"The truth!" he cried, roughly. "Emily, remember that I have seen men made mad for love of you, have heard them curse your deceit and heartlessness. I'll forget it all, but you must trust me. Prove to me that you cannot marry me, and I'll wait, I'll be your slave, my life shall be yours to do what you will with. But I'll have the truth. I'll have no lonely nights when doubts of you creep like hideous phantoms about the room, and Drexley and Strong come mocking me. Oh, forgive me, but you don't know what solitude is. Be merciful, Emily. Trust me."
She had turned white. The hands she held out to him trembled.
"Douglas," she cried, "if you have any love for me at all you must have faith in me too. It shall not be for long. In less than a year you shall know everything, and until then you shall see me when you will, you shall be the dearest person in the world to me."
"I want the truth," he pleaded. "Emily, if you send me away you'll send me into hell. I daren't have any doubts. They'd drive me mad. Be merciful, tell me everything."
She was very white, very cold, yet her voice shook with passion.
"Douglas, you have called me heartless. You were nearer the truth than you thought, perhaps. You are the first man whom I have ever cared for, it is all new to me. Don't make me crush it. Don't destroy what seems like a beautiful dream. You can be patient for a little while, can you not? You shall be my dearest friend, my life shall be moulded as you will—listen, I will swear that no one in this world shall ever have a single word of love from me save you. Don't wreck our lives, dear, just from an impulse. Do you know you have saved me from a nightmare? I am older than you, Douglas, and I was beginning to wonder, to fear, whether I might not be one of those poor, unfortunate creatures to whom God has never given the power to love anything—and life sometimes was so cold and lonely. You could light it all for me, dear, with your love. You have shown me how different it could be. Don't go away.
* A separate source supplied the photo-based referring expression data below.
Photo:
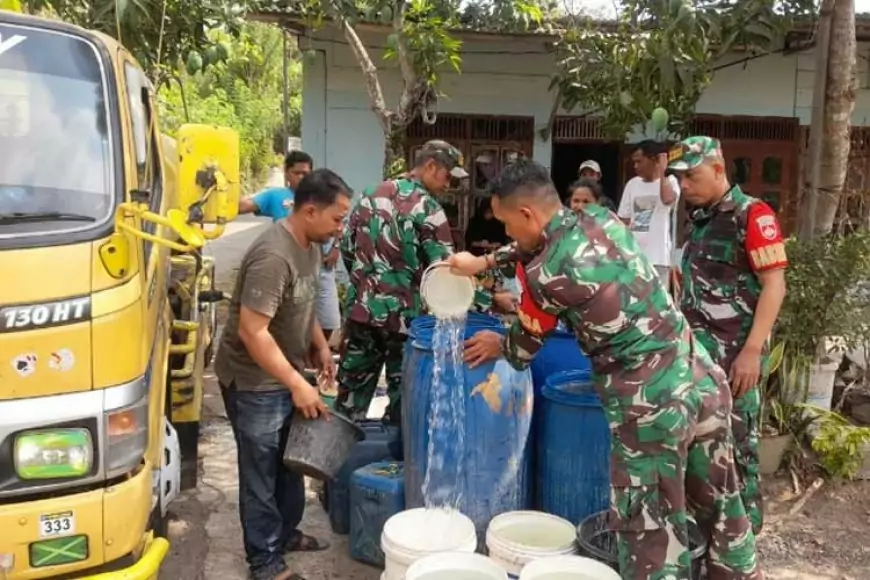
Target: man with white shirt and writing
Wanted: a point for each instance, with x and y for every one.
(649, 203)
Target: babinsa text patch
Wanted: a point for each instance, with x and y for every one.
(30, 316)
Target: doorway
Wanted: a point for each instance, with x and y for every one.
(567, 157)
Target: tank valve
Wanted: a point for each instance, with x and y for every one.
(7, 563)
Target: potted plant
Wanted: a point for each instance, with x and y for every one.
(784, 421)
(819, 318)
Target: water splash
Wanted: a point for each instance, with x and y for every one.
(444, 479)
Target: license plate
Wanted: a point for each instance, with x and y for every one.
(59, 524)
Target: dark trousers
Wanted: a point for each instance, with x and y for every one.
(271, 498)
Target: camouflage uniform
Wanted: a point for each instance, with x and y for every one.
(394, 232)
(728, 244)
(667, 403)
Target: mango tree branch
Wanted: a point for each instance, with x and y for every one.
(370, 72)
(406, 66)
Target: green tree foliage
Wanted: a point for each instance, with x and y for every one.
(244, 92)
(661, 53)
(161, 34)
(422, 43)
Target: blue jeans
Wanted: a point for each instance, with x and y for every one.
(271, 498)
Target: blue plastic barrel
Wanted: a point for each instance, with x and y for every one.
(376, 494)
(480, 460)
(573, 448)
(382, 442)
(559, 353)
"It is an easy thing I ask," he cried, hoarsely. "I have given you my whole love—my whole life. I want yours."
"You are the only man, dear," she answered, "whom I have ever loved, and
I do love you."
"Your life too, every corner of it. I want it swept clear of shadows. You need have no fear. If you were a murderess, or if every day of it was black with sin, my love could never alter," he cried.
"Dearest," she whispered, "haven't I told you that you shall take my life into your keeping and do with it what you will?"